„Die Türkei ist nicht Erdogan“

Grünen-Chefin Claudia Roth ist derzeit in der Türkei. Auch sie wurde in Istanbul Opfer einer Tränengas-Attacke durch die Polizei. Über die Demokratiebewegung im Land sprach sie mit SZ-Korrespondent Hagen Strauß.

Frau Roth, wie geht es Ihnen?

Roth: Den Umständen entsprechend gut. Bei mir gibt es keine Nachwirkungen, im Unterschied zu vielen Protestierenden hier, die schwer verletzt wurden und bei denen die Polizei die Ärzte daran gehindert hat, sie versorgen zu können.

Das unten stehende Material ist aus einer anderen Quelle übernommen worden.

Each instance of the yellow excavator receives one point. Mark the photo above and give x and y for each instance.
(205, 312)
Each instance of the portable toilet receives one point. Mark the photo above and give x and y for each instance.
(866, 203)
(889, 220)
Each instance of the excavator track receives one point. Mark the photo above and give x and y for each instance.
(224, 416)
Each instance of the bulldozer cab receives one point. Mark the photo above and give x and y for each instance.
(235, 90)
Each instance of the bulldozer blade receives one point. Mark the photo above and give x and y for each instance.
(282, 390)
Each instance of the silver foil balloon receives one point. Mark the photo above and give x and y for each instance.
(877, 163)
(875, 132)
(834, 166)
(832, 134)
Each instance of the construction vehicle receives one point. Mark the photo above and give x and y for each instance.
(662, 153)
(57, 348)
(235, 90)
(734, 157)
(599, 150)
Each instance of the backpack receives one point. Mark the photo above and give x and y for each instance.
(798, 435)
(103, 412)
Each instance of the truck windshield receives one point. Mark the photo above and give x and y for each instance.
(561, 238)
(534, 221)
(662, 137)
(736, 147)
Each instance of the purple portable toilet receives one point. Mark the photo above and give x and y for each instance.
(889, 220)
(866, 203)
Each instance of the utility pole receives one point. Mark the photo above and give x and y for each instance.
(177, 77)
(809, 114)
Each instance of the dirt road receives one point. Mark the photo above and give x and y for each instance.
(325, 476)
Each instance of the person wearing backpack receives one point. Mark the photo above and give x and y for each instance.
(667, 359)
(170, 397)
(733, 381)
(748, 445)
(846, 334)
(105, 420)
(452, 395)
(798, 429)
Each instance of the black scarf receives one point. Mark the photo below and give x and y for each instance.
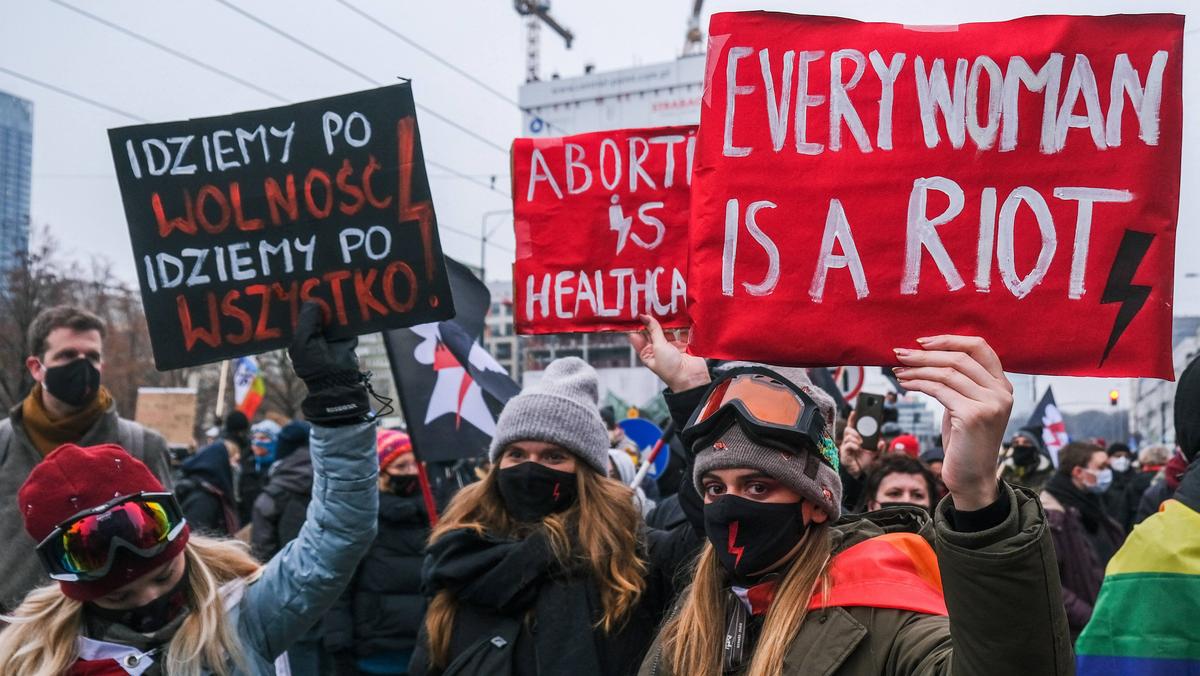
(513, 578)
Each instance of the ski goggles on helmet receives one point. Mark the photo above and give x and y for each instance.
(84, 546)
(771, 410)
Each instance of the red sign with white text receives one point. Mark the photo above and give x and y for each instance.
(859, 185)
(601, 229)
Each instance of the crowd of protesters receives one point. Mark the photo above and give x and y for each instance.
(775, 543)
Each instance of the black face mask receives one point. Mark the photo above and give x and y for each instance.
(899, 503)
(150, 617)
(750, 537)
(75, 383)
(405, 484)
(532, 491)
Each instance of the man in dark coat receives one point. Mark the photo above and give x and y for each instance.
(375, 624)
(1121, 500)
(1085, 537)
(280, 508)
(69, 404)
(205, 491)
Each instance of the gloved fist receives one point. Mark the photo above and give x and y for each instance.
(337, 394)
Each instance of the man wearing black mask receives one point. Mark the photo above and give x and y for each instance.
(1026, 464)
(1085, 537)
(66, 405)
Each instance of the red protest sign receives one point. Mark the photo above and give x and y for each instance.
(601, 228)
(859, 185)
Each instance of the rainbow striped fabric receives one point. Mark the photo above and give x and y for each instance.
(1146, 620)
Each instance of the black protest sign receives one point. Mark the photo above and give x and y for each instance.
(237, 220)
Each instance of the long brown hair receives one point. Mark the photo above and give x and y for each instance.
(605, 524)
(42, 633)
(691, 640)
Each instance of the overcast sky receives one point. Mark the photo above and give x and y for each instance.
(75, 190)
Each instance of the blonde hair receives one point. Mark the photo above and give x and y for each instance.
(605, 525)
(691, 640)
(42, 632)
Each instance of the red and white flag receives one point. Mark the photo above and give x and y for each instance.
(1054, 430)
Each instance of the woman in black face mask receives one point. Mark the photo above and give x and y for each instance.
(899, 479)
(544, 567)
(784, 587)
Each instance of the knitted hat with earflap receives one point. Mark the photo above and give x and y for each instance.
(562, 408)
(72, 479)
(391, 444)
(813, 473)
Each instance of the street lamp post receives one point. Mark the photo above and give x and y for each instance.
(484, 233)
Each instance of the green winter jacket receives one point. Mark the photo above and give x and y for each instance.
(1001, 585)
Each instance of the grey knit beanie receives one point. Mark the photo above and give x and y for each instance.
(563, 410)
(810, 474)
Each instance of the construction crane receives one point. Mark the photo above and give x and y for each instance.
(537, 12)
(694, 41)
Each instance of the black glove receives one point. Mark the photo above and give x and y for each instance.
(337, 392)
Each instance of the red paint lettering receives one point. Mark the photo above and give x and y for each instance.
(202, 198)
(263, 330)
(275, 199)
(229, 310)
(209, 336)
(335, 280)
(389, 286)
(367, 301)
(372, 165)
(184, 223)
(239, 219)
(421, 211)
(291, 297)
(312, 178)
(306, 294)
(347, 187)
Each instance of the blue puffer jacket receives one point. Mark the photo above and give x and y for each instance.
(301, 581)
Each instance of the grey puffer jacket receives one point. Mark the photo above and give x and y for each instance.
(303, 581)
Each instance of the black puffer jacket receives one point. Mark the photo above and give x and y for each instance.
(205, 491)
(383, 609)
(281, 507)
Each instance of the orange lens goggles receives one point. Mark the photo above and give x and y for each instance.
(765, 399)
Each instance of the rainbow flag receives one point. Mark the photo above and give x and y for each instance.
(1146, 620)
(249, 386)
(255, 395)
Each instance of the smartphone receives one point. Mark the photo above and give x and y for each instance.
(869, 418)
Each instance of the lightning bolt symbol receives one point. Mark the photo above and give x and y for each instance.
(1120, 287)
(732, 549)
(619, 223)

Meine Anspannung ist aber weiterhin sehr groß. Die Proteste in der ganzen Stadt und das gewaltsame Vorgehen der Polizei haben ja nicht aufgehört.

Werden die Proteste denn im Rest der Türkei unterstützt?

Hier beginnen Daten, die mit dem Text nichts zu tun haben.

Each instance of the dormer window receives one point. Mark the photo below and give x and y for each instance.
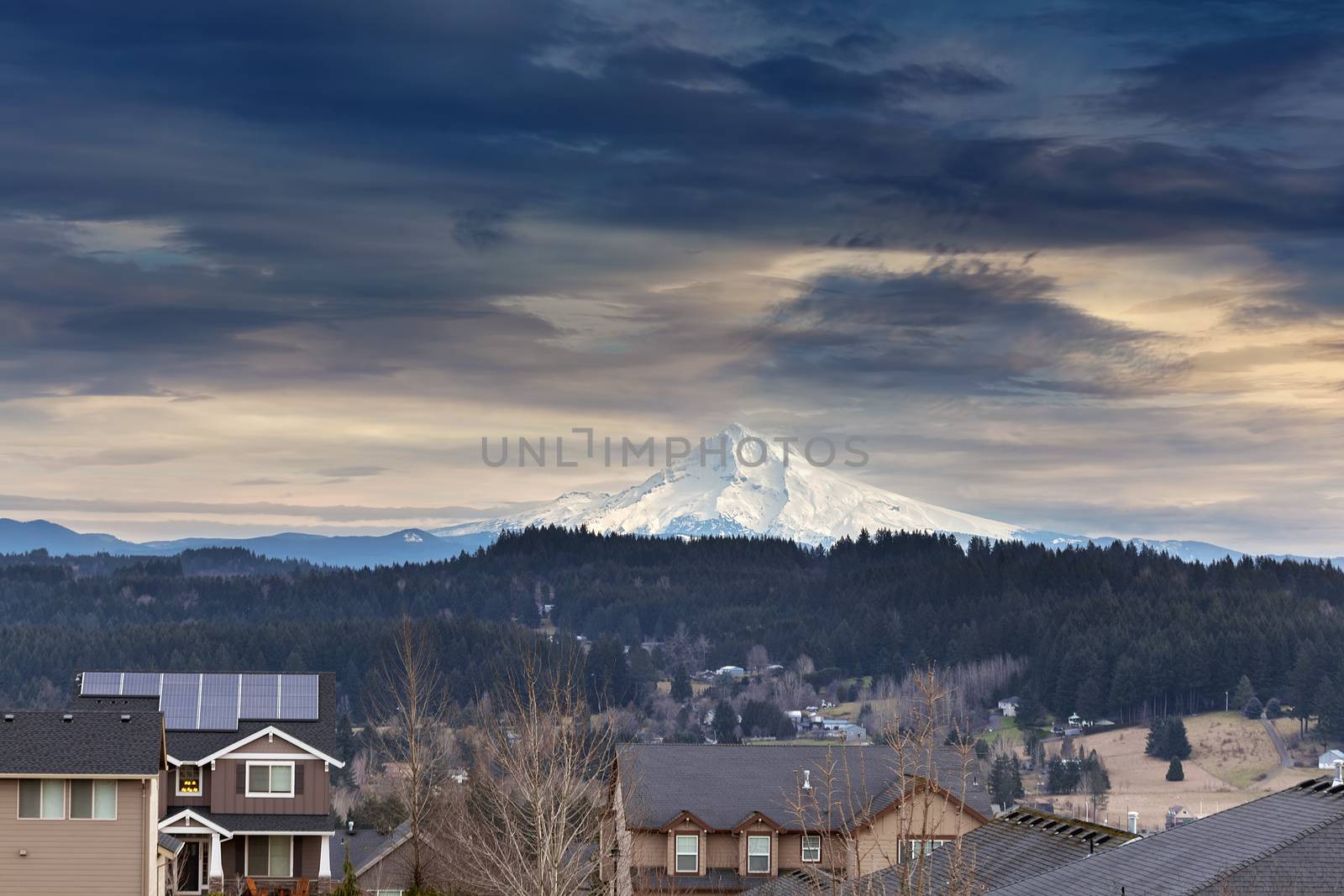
(759, 855)
(188, 781)
(689, 855)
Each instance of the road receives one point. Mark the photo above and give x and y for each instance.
(1284, 759)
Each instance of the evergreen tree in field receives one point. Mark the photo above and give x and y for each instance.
(726, 723)
(680, 685)
(1243, 692)
(1005, 781)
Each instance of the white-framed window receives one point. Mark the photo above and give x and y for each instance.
(759, 855)
(93, 799)
(188, 781)
(687, 855)
(270, 779)
(42, 799)
(269, 856)
(913, 849)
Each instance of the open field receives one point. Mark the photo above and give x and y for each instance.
(1233, 762)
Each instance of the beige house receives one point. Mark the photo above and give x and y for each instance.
(246, 785)
(726, 819)
(78, 804)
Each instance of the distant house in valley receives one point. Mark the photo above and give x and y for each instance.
(382, 862)
(1328, 758)
(78, 799)
(246, 788)
(727, 819)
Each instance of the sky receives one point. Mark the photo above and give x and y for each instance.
(1074, 265)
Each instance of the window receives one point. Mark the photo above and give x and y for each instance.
(759, 855)
(913, 849)
(188, 781)
(45, 799)
(93, 799)
(270, 779)
(689, 855)
(270, 856)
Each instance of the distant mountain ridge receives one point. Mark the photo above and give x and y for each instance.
(790, 500)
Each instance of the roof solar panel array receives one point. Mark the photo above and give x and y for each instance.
(213, 701)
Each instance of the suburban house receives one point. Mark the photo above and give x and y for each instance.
(381, 860)
(726, 819)
(78, 802)
(246, 788)
(1016, 846)
(1288, 842)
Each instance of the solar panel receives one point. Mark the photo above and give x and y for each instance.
(218, 703)
(260, 698)
(181, 700)
(140, 684)
(299, 698)
(101, 684)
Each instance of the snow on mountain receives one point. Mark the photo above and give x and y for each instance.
(737, 496)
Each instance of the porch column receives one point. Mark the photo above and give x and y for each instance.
(217, 862)
(324, 860)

Roth: Eindeutig ja. Wir haben es mit der breitesten Demokratiebewegung zu tun, die sich jemals in der Türkei formiert hat. Die Menschen gehen inzwischen in 80 Provinzen auf die Straße für das, was demokratische Grundnahrungsmittel sind: für Meinungsfreiheit, für Presse- und Versammlungsfreiheit und für ein selbst bestimmtes Leben. Sie wenden sich gegen einen Regierungsstil von Erdogan, der autokratisch versucht, bis ins Private der Menschen einzugreifen und ihnen ihr Leben vorzuschreiben.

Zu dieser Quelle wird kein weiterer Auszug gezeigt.